Re: MIME & ISO-10646

1) UCS-2 is 16 bits and is the only part of the standard that has
any data in it. Mail that allows all 8 bit characters does not have
to do anything special except mark where the boundaries of the UCS-2
data are in the file. They are after all, just two 8 bit bytes.

2) Encode the data with UTF-1 which is mentioned in a non-normative
appendix. This prevents some of the characters that cause problems
from appearing as either of the two bytes.
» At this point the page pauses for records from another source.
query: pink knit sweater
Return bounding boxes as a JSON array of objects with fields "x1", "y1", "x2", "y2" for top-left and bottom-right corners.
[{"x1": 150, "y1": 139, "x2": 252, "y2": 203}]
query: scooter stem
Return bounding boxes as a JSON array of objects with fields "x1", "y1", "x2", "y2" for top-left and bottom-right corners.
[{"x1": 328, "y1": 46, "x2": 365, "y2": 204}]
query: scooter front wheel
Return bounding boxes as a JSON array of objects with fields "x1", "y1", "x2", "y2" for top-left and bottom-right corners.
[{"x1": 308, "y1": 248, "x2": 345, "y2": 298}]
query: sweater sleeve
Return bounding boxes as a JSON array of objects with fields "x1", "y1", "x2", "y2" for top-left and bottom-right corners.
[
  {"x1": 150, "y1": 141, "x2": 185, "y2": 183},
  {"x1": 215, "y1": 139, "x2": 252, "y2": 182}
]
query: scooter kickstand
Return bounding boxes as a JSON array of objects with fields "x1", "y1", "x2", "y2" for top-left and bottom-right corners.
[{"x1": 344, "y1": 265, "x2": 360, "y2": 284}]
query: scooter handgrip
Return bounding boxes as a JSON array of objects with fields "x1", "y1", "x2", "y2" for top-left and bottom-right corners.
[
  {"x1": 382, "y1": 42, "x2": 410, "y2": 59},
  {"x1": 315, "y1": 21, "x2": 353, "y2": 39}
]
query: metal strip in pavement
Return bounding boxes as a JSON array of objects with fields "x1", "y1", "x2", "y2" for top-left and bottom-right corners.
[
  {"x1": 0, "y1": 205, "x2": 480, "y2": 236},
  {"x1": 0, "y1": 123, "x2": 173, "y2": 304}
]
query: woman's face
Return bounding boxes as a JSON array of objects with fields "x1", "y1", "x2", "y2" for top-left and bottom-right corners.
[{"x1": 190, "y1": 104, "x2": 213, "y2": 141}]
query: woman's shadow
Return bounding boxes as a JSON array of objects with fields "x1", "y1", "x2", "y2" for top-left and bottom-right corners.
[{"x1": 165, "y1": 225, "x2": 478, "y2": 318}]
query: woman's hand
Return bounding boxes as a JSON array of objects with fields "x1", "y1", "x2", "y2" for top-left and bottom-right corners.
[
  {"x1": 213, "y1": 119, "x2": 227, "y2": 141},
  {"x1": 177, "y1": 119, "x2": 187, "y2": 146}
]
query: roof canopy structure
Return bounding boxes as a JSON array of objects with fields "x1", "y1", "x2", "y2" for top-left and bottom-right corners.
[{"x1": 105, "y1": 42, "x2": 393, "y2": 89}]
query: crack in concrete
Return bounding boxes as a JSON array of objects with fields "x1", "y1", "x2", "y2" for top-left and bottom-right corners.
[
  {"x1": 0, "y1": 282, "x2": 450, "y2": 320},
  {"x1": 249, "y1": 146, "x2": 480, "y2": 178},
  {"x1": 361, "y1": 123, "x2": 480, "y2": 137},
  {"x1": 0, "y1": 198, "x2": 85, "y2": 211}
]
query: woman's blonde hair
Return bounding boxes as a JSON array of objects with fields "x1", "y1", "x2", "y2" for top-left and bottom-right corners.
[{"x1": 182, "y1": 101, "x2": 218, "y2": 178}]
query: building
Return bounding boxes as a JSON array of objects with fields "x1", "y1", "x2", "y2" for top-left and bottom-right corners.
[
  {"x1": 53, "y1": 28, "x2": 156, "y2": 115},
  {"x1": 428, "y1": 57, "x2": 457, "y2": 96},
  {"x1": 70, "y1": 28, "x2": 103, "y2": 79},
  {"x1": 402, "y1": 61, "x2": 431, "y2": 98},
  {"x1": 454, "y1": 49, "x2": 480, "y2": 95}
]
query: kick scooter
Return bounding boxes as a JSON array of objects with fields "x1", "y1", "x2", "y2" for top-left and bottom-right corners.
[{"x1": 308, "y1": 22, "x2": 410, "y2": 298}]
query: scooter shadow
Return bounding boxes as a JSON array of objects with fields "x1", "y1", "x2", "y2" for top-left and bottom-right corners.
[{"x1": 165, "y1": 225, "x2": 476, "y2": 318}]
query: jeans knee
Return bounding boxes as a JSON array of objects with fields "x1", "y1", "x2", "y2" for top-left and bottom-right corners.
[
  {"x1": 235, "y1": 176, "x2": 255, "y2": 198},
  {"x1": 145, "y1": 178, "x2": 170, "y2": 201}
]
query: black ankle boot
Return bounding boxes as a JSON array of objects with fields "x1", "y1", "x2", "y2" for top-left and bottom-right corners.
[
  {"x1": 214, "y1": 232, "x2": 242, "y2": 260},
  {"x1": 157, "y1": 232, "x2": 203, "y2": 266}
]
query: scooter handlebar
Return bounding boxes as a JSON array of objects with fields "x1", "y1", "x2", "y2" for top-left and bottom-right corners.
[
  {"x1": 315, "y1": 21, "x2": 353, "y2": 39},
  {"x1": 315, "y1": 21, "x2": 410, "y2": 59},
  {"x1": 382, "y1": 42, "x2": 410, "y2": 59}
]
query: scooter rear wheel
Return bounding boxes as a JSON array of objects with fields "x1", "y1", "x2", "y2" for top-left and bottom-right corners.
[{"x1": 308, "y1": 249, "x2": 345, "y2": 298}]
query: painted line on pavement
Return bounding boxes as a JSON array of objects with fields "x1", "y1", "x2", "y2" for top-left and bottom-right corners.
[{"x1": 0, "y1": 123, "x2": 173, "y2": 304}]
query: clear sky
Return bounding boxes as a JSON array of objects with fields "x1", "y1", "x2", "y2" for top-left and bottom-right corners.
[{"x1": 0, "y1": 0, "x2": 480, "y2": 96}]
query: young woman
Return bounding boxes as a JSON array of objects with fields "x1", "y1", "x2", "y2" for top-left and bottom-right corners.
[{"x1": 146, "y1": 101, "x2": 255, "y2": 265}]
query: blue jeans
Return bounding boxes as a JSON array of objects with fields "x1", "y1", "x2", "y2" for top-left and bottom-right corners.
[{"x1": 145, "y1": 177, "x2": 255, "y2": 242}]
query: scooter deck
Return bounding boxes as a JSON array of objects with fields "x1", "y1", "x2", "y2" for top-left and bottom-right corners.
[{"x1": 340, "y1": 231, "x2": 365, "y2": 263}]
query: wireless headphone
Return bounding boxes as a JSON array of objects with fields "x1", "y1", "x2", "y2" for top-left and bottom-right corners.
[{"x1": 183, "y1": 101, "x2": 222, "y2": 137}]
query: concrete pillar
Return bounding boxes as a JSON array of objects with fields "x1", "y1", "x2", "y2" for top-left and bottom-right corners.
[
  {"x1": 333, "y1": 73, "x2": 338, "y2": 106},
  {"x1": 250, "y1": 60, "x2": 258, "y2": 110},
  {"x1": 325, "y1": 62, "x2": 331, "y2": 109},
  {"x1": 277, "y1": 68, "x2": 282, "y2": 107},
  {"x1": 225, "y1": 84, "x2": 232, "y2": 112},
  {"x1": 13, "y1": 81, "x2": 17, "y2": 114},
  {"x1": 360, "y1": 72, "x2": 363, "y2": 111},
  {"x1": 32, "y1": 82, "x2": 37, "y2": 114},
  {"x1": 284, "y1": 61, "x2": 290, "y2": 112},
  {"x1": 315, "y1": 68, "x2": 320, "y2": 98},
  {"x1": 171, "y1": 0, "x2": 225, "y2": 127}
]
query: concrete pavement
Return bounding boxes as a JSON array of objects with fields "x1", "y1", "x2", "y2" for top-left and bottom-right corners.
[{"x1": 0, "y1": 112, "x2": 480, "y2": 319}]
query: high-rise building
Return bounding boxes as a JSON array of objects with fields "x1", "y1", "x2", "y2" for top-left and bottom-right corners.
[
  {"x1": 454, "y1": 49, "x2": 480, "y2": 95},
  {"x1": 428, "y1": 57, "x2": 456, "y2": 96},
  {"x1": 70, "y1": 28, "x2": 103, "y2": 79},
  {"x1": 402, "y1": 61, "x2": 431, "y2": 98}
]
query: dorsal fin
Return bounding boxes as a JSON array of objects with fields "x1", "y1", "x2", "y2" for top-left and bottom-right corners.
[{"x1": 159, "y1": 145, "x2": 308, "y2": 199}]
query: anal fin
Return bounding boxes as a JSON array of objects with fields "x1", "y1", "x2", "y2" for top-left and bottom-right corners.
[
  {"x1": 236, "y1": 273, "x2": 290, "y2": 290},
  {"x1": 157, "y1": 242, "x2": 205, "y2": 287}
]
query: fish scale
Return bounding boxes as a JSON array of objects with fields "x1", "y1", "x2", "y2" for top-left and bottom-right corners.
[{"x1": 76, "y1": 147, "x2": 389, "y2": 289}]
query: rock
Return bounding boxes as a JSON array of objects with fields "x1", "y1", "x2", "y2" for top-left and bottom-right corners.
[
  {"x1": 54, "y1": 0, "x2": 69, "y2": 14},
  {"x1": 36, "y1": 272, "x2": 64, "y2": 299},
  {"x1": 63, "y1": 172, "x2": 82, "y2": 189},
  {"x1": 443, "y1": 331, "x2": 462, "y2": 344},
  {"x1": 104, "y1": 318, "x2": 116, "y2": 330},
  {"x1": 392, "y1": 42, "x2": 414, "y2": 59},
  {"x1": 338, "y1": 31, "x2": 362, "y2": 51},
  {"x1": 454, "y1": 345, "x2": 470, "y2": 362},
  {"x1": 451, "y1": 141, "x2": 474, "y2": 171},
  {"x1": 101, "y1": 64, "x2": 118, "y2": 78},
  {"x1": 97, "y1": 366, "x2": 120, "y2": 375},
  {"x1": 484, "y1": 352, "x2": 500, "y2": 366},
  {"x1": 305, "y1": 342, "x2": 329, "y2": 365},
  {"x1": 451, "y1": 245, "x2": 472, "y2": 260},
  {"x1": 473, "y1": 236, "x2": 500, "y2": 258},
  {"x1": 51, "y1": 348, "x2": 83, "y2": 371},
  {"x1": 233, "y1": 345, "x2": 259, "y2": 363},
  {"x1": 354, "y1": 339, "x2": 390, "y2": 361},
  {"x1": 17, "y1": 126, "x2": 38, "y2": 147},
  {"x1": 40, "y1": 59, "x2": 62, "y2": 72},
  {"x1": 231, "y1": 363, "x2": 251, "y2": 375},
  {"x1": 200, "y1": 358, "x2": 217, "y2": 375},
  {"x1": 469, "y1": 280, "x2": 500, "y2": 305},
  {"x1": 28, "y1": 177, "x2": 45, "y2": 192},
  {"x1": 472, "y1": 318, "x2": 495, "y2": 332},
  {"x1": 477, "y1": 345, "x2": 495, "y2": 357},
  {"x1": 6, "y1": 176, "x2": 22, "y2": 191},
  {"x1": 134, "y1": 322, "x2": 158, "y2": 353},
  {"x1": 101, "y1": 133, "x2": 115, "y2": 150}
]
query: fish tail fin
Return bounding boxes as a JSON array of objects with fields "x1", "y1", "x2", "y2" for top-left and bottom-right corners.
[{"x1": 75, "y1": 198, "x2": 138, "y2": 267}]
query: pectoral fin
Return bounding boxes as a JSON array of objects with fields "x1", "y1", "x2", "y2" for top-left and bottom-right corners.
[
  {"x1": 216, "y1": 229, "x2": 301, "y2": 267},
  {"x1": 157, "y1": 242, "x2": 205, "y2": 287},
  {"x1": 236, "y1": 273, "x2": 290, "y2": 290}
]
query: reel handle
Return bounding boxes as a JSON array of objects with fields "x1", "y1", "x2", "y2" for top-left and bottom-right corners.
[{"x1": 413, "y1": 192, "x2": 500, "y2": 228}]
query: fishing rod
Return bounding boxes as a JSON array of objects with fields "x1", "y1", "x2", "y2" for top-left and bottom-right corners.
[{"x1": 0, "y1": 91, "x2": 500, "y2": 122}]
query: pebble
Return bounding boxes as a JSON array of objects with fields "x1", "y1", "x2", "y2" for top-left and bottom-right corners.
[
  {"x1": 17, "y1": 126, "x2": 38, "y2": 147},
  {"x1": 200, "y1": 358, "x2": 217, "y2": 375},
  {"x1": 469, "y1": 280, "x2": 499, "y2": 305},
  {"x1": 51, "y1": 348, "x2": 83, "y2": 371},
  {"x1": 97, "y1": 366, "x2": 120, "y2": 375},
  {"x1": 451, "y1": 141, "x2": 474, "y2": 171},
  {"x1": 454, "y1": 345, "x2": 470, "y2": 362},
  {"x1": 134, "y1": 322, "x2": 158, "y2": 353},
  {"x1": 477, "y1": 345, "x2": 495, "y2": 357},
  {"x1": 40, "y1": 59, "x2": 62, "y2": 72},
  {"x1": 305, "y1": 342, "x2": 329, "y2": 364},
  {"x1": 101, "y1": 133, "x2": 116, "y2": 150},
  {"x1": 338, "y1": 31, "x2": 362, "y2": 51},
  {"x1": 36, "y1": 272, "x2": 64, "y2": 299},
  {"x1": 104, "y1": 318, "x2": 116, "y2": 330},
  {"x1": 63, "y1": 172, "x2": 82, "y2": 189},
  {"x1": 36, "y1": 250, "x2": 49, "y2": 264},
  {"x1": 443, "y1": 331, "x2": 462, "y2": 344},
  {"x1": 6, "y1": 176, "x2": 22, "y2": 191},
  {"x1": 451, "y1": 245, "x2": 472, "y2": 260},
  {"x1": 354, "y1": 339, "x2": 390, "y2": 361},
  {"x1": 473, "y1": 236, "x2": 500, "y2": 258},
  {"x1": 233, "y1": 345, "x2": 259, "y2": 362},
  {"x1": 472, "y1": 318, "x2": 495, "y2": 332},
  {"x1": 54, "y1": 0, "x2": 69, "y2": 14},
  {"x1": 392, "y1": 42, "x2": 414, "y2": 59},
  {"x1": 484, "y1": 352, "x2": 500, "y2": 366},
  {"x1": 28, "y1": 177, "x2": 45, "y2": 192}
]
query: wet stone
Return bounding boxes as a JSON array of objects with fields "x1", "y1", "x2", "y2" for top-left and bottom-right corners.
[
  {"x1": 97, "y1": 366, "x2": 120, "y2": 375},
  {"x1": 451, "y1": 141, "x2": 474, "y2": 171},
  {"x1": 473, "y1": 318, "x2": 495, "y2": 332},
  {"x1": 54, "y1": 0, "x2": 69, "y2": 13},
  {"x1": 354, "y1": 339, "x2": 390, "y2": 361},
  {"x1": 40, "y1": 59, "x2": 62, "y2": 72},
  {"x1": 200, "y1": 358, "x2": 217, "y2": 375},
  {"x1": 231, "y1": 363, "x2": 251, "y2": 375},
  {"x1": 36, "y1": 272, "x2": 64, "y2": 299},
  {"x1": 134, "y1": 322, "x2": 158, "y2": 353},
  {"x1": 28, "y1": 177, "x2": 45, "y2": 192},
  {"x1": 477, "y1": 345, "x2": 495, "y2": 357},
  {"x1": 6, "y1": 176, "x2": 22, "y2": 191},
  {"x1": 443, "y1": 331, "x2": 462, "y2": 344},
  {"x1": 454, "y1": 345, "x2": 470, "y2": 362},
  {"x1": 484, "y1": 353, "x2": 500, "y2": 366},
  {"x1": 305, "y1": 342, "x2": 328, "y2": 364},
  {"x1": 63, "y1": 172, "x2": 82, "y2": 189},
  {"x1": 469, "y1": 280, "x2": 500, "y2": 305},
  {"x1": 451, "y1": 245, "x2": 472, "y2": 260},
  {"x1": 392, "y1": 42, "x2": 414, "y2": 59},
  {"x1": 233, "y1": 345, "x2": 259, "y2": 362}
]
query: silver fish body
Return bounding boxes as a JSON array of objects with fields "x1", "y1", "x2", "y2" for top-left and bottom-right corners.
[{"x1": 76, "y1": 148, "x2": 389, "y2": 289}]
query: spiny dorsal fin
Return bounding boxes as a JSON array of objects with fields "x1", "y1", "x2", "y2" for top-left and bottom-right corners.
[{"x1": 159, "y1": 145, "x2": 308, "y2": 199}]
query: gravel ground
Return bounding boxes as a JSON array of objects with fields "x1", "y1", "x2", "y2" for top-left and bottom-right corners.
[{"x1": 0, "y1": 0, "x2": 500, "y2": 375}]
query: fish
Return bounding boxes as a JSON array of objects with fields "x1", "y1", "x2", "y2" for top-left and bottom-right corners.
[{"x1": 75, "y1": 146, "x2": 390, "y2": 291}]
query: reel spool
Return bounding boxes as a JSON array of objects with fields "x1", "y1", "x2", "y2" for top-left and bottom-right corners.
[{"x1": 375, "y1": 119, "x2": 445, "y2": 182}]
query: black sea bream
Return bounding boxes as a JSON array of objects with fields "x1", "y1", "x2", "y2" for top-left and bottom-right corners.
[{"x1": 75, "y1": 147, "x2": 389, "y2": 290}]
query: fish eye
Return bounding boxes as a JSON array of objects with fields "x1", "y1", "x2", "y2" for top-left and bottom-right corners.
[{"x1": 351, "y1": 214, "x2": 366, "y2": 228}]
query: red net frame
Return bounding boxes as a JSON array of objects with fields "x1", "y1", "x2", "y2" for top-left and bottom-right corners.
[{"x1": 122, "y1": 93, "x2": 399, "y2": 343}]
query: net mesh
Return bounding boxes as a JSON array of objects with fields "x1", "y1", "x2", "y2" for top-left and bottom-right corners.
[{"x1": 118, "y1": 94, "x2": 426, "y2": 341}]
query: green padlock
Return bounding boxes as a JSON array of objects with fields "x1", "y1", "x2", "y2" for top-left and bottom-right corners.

3) Encode the data with UTF-2 or FSS-UTF, a different but similar
encoding that has been worked out by a joint committee of Uniforum and
X/Open.  This eliminates even more problem characters, in particular
the ones that typically cause grief if used in a Unix filename.


I would strongly desire a *single* encoding to be chosen for the
Internet (with charset value "iso-10646", what else?).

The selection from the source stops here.